In the TV news biz, and in police and fire lingo, a "hazmat" is when some sort of chemical spill, or other "hazardous materials", cause shutdowns or evacuations.

And in the first inning, when Matt Clement was pitching hazardously, and struggling, and allowing an early run to the Reds, Howard immediately dubbed him "Haz-Matt".

Luckily, Haz-Matt turned into Good Matt, as Clement settled down, at one point retiring 11 in a row, and pitched into the seventh with a total of 107 pitches (38 in the first two innings), and the Cub bats exploded for a 5-run seventh, blowing open a close game into a satisfying 8-1 win over the Reds, splitting the four-game series and concluding a winning homestand with a 4-3 record, though it probably should have been 5-2.

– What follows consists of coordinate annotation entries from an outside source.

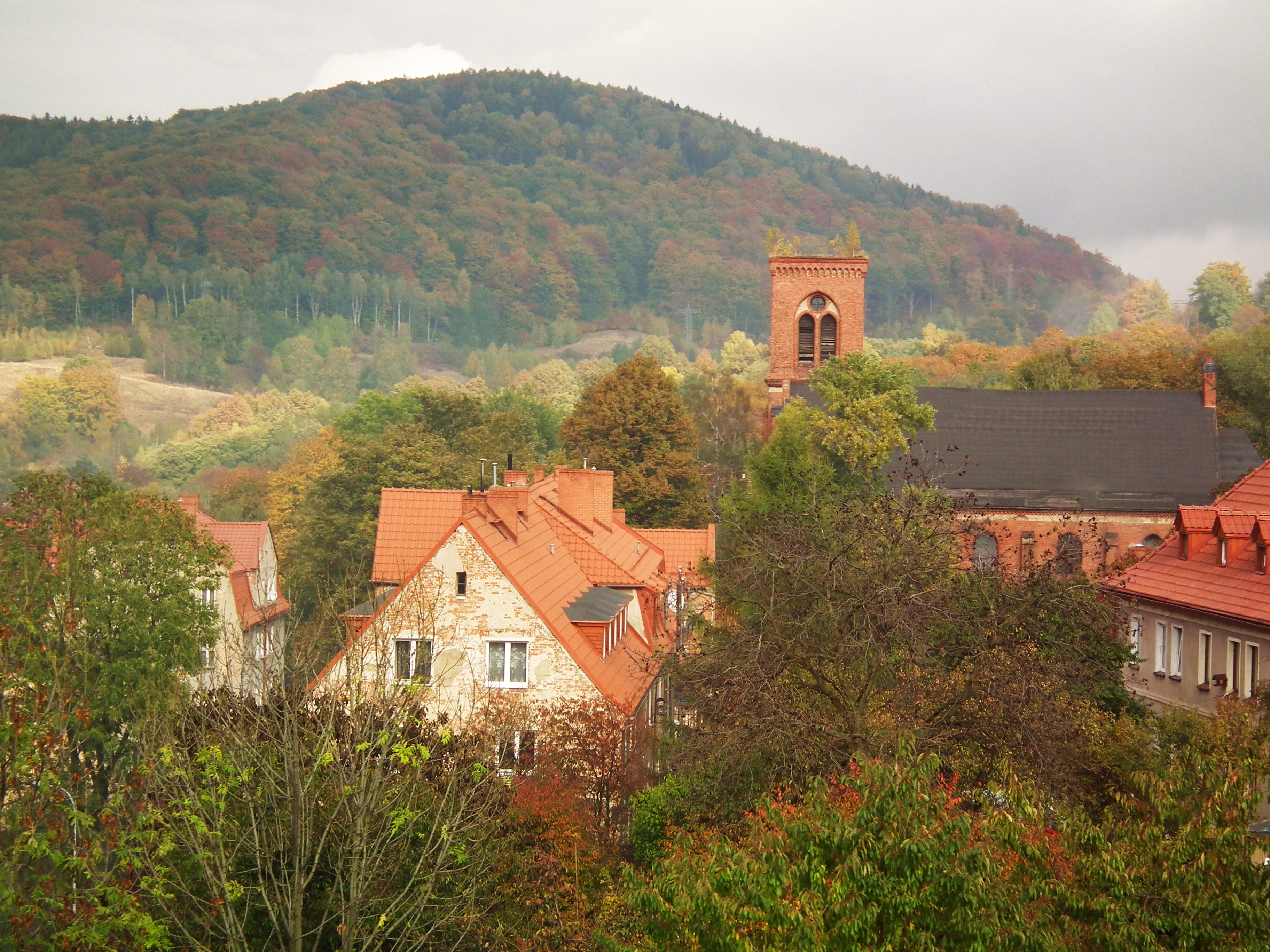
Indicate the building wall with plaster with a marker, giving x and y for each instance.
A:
(460, 629)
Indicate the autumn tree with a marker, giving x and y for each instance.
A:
(1220, 291)
(100, 622)
(634, 423)
(1146, 301)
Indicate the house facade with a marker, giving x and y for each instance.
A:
(531, 593)
(1199, 605)
(252, 643)
(1080, 479)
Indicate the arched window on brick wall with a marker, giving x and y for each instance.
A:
(807, 339)
(1068, 554)
(829, 337)
(983, 555)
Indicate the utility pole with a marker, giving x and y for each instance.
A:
(688, 325)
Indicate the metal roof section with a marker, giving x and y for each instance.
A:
(597, 605)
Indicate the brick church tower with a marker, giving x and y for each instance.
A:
(818, 311)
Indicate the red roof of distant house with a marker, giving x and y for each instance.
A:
(1236, 591)
(552, 552)
(245, 542)
(685, 549)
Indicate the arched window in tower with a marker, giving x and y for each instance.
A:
(829, 337)
(806, 339)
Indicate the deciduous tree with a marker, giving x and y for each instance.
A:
(634, 423)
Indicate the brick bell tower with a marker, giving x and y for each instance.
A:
(818, 311)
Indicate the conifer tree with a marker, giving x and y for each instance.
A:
(634, 423)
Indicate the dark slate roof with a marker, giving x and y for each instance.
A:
(597, 605)
(1100, 450)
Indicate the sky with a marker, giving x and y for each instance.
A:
(1138, 127)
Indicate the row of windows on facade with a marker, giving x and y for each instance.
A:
(1068, 553)
(507, 663)
(1242, 658)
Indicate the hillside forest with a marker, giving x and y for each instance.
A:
(288, 306)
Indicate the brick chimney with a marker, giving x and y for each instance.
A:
(506, 506)
(586, 494)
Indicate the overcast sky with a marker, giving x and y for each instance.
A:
(1138, 127)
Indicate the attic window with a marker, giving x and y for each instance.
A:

We were all back in our bleacher perch today, and as such I turned back into Al-Master. Both Brian and Phil were looking for tickets and called me not long after I got there. I couldn't find anything, but Phil managed to find a couple, and held on to one for Brian (who, incidentally, was late in coming because he was at his graduation from the Chicago Fire Academy today) -- but only after coming upstairs and letting us know that he couldn't remember which one he had scanned, and now that they are not ripping anything but season tickets, he had to go back down with both tickets and explain what happened to security. Why they don't tear all tickets, given the scalping problem, is puzzling to me.

I will give kudos to security again today, though. Four obviously drunk young women came in, with fake ID's (though it's scary -- I got a good look at one of the fake ID's and it looked pretty legit) and tried to not only buy beer for themselves, but tried to buy one of the security people a drink. Very bad move, and one that got them immediately ejected and probably arrested, too.

This seems to be an epidemic these days, based on this article about an underage drinking party arranged off-campus by parents of some lacrosse players at Glenbrook South High School, the other half of the school district that got national infamy last May for the hazing of some junior girls.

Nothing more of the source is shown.